Configurable Product Software Architecture Done Right
How I built a configurable product software architecture that handles real complexity without bloat: data as config, code as engine, and a one-file plugin registry.
By Mike Hodgen
The Trap: Building Five Engines for a Business That Needs Two
A custom manufacturing client came to me with a configurable product software architecture problem that looked simple on the surface and was anything but. They made window treatments. Shades, blinds, the kind of product where a customer picks a fabric, a size, a mount type, and the price changes based on the combination.
Their instinct was to build software that could handle every product family they might ever sell. Roller shades today, but maybe motorized systems, maybe outdoor screens, maybe shutters, maybe something they hadn't even named yet. Five product types on the whiteboard, five separate engines to handle each one.

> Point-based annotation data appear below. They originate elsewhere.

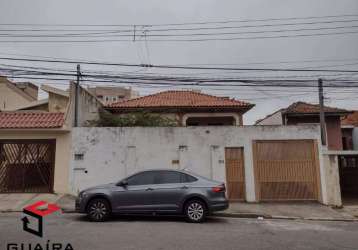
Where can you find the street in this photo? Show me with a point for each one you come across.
(175, 233)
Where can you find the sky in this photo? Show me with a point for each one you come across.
(332, 52)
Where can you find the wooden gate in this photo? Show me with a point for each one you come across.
(286, 170)
(348, 175)
(27, 166)
(235, 179)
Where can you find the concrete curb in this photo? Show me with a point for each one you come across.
(279, 217)
(235, 215)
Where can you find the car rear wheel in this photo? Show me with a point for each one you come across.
(98, 210)
(195, 211)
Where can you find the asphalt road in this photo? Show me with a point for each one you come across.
(174, 233)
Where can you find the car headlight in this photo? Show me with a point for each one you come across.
(82, 195)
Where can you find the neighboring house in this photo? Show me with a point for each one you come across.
(113, 94)
(14, 95)
(306, 113)
(349, 125)
(57, 101)
(34, 152)
(188, 108)
(88, 106)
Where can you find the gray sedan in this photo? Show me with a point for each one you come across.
(155, 192)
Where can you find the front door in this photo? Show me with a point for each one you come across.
(235, 179)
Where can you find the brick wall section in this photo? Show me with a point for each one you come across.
(333, 126)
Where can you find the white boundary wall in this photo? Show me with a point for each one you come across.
(110, 154)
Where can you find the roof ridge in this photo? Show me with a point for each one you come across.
(177, 91)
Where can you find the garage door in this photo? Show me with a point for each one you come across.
(27, 166)
(286, 170)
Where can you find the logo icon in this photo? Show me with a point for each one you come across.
(38, 210)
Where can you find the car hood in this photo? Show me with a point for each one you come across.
(103, 186)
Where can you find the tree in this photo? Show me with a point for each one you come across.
(135, 119)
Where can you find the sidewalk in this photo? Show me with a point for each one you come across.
(272, 210)
(16, 202)
(287, 210)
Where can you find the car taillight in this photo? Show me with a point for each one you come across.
(219, 189)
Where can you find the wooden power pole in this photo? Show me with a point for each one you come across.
(77, 89)
(321, 113)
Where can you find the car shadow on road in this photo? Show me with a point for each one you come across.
(149, 218)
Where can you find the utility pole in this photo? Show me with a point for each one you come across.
(77, 89)
(321, 113)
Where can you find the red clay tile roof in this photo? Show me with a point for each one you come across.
(25, 120)
(351, 119)
(180, 99)
(308, 108)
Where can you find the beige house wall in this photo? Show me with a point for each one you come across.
(63, 152)
(9, 99)
(332, 179)
(57, 103)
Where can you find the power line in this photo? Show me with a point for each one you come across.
(183, 23)
(179, 67)
(180, 35)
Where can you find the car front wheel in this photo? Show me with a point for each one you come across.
(98, 210)
(195, 211)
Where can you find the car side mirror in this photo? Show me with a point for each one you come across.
(122, 183)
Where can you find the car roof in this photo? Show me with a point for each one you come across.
(185, 171)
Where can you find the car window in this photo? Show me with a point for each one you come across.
(188, 178)
(165, 177)
(144, 178)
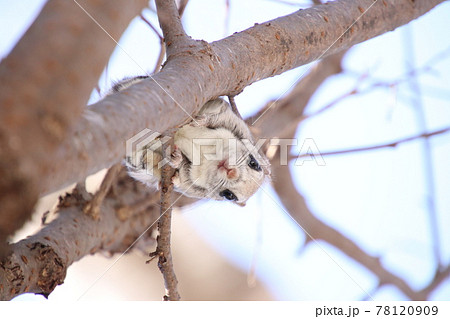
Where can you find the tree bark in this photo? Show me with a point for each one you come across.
(225, 67)
(188, 79)
(45, 83)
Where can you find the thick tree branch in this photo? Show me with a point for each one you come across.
(39, 263)
(175, 37)
(38, 104)
(190, 79)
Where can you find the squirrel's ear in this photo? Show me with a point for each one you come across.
(241, 204)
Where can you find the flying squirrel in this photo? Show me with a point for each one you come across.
(214, 155)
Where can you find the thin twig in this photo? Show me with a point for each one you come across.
(92, 208)
(163, 251)
(182, 6)
(429, 187)
(233, 106)
(375, 147)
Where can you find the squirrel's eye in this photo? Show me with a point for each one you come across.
(253, 163)
(229, 195)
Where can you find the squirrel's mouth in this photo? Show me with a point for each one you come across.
(232, 173)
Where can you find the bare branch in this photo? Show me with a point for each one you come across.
(34, 122)
(92, 208)
(39, 263)
(182, 6)
(175, 37)
(163, 250)
(191, 79)
(375, 147)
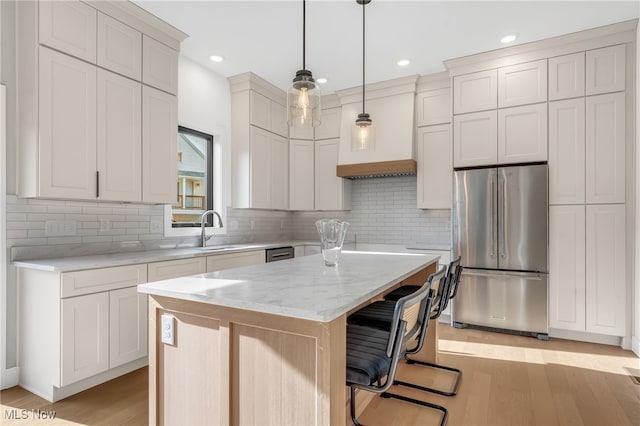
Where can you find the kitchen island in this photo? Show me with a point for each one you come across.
(264, 344)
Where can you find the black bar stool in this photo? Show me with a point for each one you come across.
(373, 354)
(379, 315)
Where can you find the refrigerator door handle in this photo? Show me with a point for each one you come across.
(492, 215)
(533, 276)
(502, 184)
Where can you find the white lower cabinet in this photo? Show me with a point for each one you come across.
(587, 268)
(235, 260)
(85, 337)
(567, 267)
(127, 326)
(605, 269)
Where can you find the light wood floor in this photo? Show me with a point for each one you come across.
(508, 380)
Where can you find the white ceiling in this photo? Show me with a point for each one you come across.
(265, 37)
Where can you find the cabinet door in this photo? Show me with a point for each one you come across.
(567, 267)
(522, 84)
(566, 76)
(566, 151)
(301, 178)
(259, 110)
(127, 326)
(158, 271)
(119, 47)
(67, 111)
(279, 173)
(235, 260)
(605, 148)
(85, 336)
(435, 167)
(605, 270)
(119, 138)
(475, 138)
(331, 192)
(159, 146)
(433, 107)
(279, 120)
(475, 92)
(522, 134)
(260, 169)
(69, 26)
(329, 127)
(605, 70)
(159, 65)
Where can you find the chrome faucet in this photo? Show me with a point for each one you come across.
(206, 238)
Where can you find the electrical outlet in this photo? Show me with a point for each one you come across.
(105, 225)
(167, 324)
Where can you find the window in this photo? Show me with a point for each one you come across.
(194, 180)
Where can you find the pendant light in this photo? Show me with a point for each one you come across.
(363, 132)
(303, 96)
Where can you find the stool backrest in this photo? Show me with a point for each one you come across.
(412, 311)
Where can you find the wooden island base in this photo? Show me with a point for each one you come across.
(231, 366)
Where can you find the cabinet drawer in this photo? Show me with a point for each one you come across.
(234, 260)
(97, 280)
(176, 268)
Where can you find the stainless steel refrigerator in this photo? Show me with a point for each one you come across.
(500, 224)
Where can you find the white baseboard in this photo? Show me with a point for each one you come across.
(586, 337)
(9, 377)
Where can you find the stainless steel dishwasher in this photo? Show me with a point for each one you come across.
(280, 253)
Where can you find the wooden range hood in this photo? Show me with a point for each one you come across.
(377, 169)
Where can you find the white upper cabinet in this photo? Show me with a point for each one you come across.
(301, 175)
(119, 47)
(567, 267)
(433, 107)
(305, 133)
(475, 92)
(69, 26)
(605, 148)
(522, 84)
(605, 269)
(267, 114)
(566, 76)
(522, 134)
(567, 151)
(119, 138)
(67, 127)
(605, 70)
(159, 146)
(329, 127)
(159, 65)
(475, 138)
(435, 168)
(331, 192)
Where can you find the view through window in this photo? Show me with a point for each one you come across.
(195, 178)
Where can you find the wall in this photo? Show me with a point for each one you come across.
(384, 211)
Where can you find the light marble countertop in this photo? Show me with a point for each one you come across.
(301, 288)
(79, 263)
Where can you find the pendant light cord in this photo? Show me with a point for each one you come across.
(304, 41)
(363, 5)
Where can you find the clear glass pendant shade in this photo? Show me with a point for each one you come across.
(303, 101)
(363, 134)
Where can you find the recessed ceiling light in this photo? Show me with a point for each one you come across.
(509, 38)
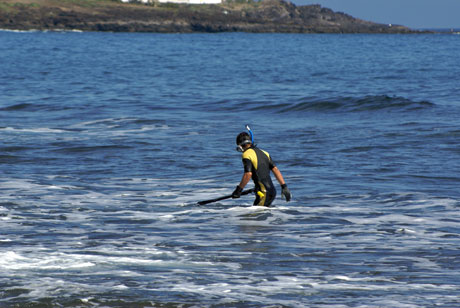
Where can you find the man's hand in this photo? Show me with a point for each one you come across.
(237, 192)
(286, 193)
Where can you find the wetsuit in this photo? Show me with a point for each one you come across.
(260, 164)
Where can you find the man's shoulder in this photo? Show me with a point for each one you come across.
(249, 153)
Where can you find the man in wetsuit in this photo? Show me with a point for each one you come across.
(257, 165)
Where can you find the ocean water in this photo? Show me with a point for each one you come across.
(107, 141)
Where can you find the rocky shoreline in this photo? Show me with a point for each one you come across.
(266, 16)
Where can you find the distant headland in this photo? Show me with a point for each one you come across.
(264, 16)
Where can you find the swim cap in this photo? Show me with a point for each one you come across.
(243, 138)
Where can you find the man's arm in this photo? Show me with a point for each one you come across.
(239, 189)
(278, 175)
(245, 180)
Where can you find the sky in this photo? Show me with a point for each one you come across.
(411, 13)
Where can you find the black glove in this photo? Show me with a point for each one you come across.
(237, 192)
(286, 193)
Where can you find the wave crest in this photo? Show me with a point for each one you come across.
(353, 104)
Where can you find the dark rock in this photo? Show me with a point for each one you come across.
(264, 16)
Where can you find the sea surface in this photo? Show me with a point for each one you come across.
(108, 141)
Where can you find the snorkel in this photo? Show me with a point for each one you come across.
(250, 133)
(244, 139)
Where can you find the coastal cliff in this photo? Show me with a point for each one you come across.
(265, 16)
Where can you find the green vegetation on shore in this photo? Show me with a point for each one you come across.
(230, 16)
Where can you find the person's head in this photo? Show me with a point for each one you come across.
(243, 141)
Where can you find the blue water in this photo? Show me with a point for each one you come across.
(107, 141)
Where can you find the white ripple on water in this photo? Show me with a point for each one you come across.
(320, 249)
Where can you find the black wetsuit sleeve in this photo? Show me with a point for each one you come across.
(247, 165)
(271, 164)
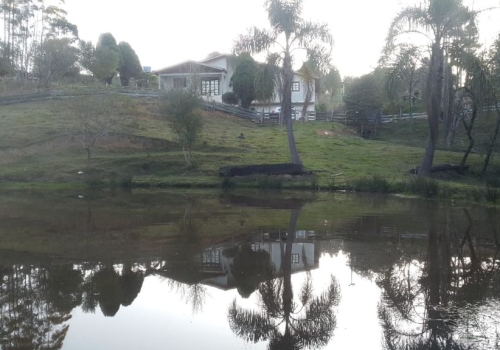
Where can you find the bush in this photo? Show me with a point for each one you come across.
(371, 184)
(269, 182)
(230, 98)
(424, 187)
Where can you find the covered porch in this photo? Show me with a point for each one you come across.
(208, 81)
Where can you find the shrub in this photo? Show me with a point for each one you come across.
(230, 98)
(424, 187)
(269, 182)
(371, 184)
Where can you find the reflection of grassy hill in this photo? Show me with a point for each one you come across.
(143, 222)
(34, 149)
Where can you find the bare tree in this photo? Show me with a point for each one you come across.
(442, 22)
(179, 108)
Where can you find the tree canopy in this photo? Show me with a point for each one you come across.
(288, 33)
(107, 58)
(443, 22)
(243, 79)
(130, 66)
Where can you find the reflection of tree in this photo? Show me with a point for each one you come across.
(107, 286)
(35, 304)
(110, 290)
(183, 265)
(285, 323)
(433, 305)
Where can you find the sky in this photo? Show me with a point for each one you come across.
(167, 32)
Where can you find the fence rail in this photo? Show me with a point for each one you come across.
(254, 116)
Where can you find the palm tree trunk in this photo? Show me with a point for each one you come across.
(468, 129)
(287, 265)
(286, 108)
(434, 96)
(493, 140)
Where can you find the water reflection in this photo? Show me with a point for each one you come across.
(437, 269)
(284, 321)
(433, 303)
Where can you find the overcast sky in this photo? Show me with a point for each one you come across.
(165, 32)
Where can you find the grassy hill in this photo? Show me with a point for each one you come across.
(37, 151)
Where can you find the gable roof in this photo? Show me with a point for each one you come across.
(215, 57)
(188, 67)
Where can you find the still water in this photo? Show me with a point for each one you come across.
(192, 270)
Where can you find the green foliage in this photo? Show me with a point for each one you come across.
(228, 183)
(423, 186)
(107, 58)
(363, 96)
(265, 82)
(374, 183)
(290, 33)
(86, 55)
(243, 79)
(5, 67)
(269, 182)
(57, 58)
(179, 107)
(230, 98)
(130, 66)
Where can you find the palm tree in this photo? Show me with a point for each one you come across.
(404, 71)
(283, 321)
(288, 33)
(308, 77)
(441, 21)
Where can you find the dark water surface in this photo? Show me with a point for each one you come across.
(208, 270)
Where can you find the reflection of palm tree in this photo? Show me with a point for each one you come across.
(432, 294)
(282, 321)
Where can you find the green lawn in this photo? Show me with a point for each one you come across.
(35, 149)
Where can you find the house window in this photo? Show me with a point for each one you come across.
(211, 258)
(210, 87)
(180, 83)
(255, 247)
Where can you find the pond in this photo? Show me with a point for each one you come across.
(254, 270)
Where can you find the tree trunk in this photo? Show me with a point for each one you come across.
(286, 108)
(88, 155)
(468, 129)
(287, 265)
(434, 96)
(493, 140)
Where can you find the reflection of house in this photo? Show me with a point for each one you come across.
(303, 258)
(212, 76)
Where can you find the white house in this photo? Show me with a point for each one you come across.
(214, 262)
(212, 76)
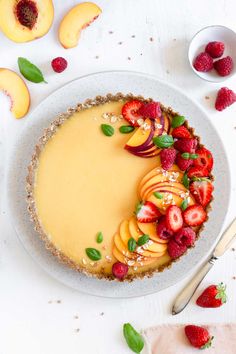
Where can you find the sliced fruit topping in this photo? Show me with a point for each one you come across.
(194, 215)
(167, 158)
(185, 237)
(202, 191)
(174, 220)
(119, 270)
(130, 112)
(147, 212)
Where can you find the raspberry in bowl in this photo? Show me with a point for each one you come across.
(212, 53)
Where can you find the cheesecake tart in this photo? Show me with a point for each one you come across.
(119, 187)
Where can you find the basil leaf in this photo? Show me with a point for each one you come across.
(133, 338)
(93, 254)
(177, 121)
(30, 71)
(99, 237)
(163, 141)
(107, 129)
(132, 244)
(126, 129)
(142, 240)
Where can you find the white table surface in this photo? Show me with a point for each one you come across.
(38, 314)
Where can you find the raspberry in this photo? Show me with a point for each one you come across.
(175, 250)
(59, 64)
(185, 237)
(167, 158)
(215, 49)
(224, 99)
(203, 62)
(224, 66)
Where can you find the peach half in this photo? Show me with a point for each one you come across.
(25, 20)
(78, 18)
(16, 89)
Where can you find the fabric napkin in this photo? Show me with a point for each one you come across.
(171, 339)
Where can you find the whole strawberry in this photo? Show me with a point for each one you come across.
(199, 337)
(213, 296)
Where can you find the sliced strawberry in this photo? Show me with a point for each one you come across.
(198, 172)
(181, 132)
(130, 112)
(194, 215)
(205, 159)
(147, 212)
(174, 220)
(202, 191)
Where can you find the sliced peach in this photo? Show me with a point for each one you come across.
(16, 89)
(78, 18)
(25, 20)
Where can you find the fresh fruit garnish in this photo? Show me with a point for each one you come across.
(185, 236)
(130, 112)
(224, 66)
(212, 296)
(202, 191)
(150, 110)
(199, 337)
(174, 220)
(225, 98)
(203, 62)
(107, 129)
(167, 158)
(133, 339)
(147, 212)
(176, 250)
(59, 64)
(205, 159)
(119, 270)
(186, 145)
(215, 49)
(181, 132)
(194, 215)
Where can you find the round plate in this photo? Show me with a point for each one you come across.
(68, 96)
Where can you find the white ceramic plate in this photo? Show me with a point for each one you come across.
(89, 87)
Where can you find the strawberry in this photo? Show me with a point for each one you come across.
(150, 110)
(130, 112)
(212, 296)
(167, 158)
(194, 215)
(147, 212)
(186, 145)
(202, 191)
(198, 172)
(199, 337)
(181, 132)
(174, 220)
(205, 159)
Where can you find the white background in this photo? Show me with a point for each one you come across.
(31, 319)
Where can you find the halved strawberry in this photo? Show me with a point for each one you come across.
(147, 212)
(194, 215)
(202, 191)
(174, 220)
(130, 112)
(205, 159)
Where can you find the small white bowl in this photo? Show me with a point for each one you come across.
(210, 34)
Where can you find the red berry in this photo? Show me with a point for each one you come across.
(185, 237)
(167, 158)
(224, 99)
(203, 62)
(224, 66)
(215, 49)
(59, 64)
(175, 250)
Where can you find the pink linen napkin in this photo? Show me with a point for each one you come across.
(171, 339)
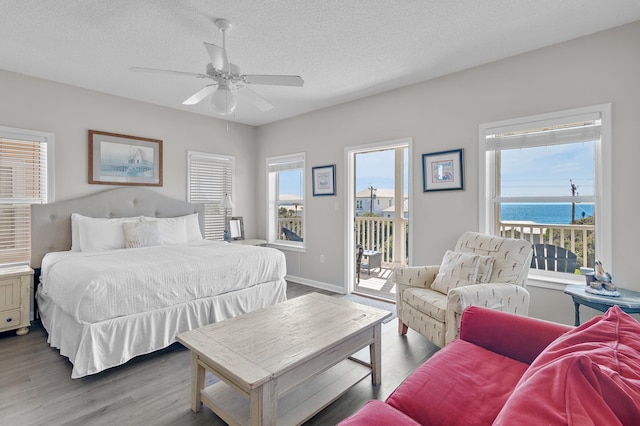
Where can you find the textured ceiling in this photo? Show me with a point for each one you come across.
(344, 50)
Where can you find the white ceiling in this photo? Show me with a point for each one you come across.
(343, 49)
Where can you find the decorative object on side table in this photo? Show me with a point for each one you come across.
(236, 228)
(226, 204)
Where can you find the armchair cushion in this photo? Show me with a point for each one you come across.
(485, 268)
(426, 301)
(457, 269)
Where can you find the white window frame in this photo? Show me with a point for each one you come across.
(215, 201)
(272, 210)
(47, 139)
(602, 172)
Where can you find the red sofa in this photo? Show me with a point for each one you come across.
(507, 369)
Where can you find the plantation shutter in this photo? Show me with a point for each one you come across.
(23, 181)
(210, 178)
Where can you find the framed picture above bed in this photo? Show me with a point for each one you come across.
(116, 159)
(443, 171)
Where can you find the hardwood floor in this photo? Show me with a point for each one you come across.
(36, 386)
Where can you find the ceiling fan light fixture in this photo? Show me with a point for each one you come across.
(224, 100)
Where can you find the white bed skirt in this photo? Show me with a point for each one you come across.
(92, 348)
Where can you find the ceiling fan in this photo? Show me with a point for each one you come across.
(227, 79)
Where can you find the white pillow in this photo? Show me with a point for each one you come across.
(96, 234)
(457, 269)
(178, 230)
(142, 234)
(193, 227)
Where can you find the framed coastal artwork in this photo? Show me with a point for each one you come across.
(324, 180)
(443, 171)
(116, 159)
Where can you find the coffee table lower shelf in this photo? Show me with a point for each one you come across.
(296, 406)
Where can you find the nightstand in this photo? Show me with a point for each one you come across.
(250, 242)
(15, 299)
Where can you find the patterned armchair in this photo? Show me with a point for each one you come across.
(483, 270)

This is the trap, and AI makes it worse. When generating code is cheap, building five speculative engines in an afternoon feels free. It is not free. Every engine is code that has to be tested, maintained, and reasoned about during every future change. Five engines means five times the surface area for bugs. Five pipelines to fork. Five places a single change ripples through and breaks something you forgot existed.
Most of that code would serve products that might never sell. You pay to build it, then you pay forever to maintain it, and the payoff is a system that does things nobody asked for.
The buyer doubt underneath all this is fair and worth saying out loud: how do you handle real product complexity without building something so tangled it costs a fortune every time you want to change it?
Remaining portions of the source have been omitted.